Ein vollständiges Pfostengeviert ist in der Schillerstraße nicht gefunden worden, dafür aber ein sogenannter Spitzgraben mit V-Profil, der irgendeinen offiziellen Zweck erfüllt haben muss – zum Vergnügen gräbt keiner so etwas in den steinigen Untergrund der Alb, versichert Grabungsleiter Max Hermann, der es wissen muss. Der Graben verläuft schnurgerade und parallel zur Schillerstraße; es spricht einiges dafür, dass es diese vor 1300 Jahren auch schon gab. Allerdings hieß sie damals anders.

Am aufschlussreichsten ist vermutlich das, was die Grabungen in den sogenannten Grubenhäusern zu Tage fördern. Holzkohle etwa, die eine auf etwa 100 Jahre genaue Datierung mit der Radiokarbonmethode ermöglicht und zudem Informationen über den Baumbestand der Alb zur Zeit Karls des Großen liefert. Im Fall der größten Grube, die bereits Kellerdimensionen hat, kann man davon ausgehen, dass das Gebäude irgendwann abbrannte; Indiz dafür ist außer dem verkohlten Holz der kalzinierte, rötlich verfärbte Kalkstein. Man erkennt aber auch, dass das Leben danach weiter ging – die Grube wurde ausgeräumt und der Brandschutt beseitigt.
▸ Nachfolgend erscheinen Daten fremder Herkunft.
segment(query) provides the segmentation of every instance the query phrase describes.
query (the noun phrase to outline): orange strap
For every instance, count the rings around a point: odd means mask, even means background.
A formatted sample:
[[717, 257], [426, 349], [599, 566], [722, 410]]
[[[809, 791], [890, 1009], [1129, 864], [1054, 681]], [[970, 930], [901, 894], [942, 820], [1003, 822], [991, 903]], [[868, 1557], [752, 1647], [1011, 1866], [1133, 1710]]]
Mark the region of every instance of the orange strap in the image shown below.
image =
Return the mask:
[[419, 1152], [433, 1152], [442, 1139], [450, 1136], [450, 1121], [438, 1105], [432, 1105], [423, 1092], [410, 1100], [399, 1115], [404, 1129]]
Im Oktober schafft der Bagger endgültige Fakten

Wesentlich endgültigere Tatsachen als dieser Brand wird ein Jahrtausend später der Bagger schaffen – im Oktober beginnt der Bau des neuen Senioren- und Pflegezentrums. Ursprünglich waren für die Grabungen zwei Monate einkalkuliert worden; momentan gehen Max Hermann und sein Chef Przemyslaw Sikora von einem Grabungsende Mitte oder Ende August aus – der September bleibt, wie Architekt Ralph Burghardt versichert, als "Puffer". Mit dem Herbst naht danach das Ende des frühmittelalterlichen Ebingen: Es wird noch in einem Rastatter Museumsdepot fortleben – doch an Ort und Stelle wird keine Spur mehr von ihm zeugen.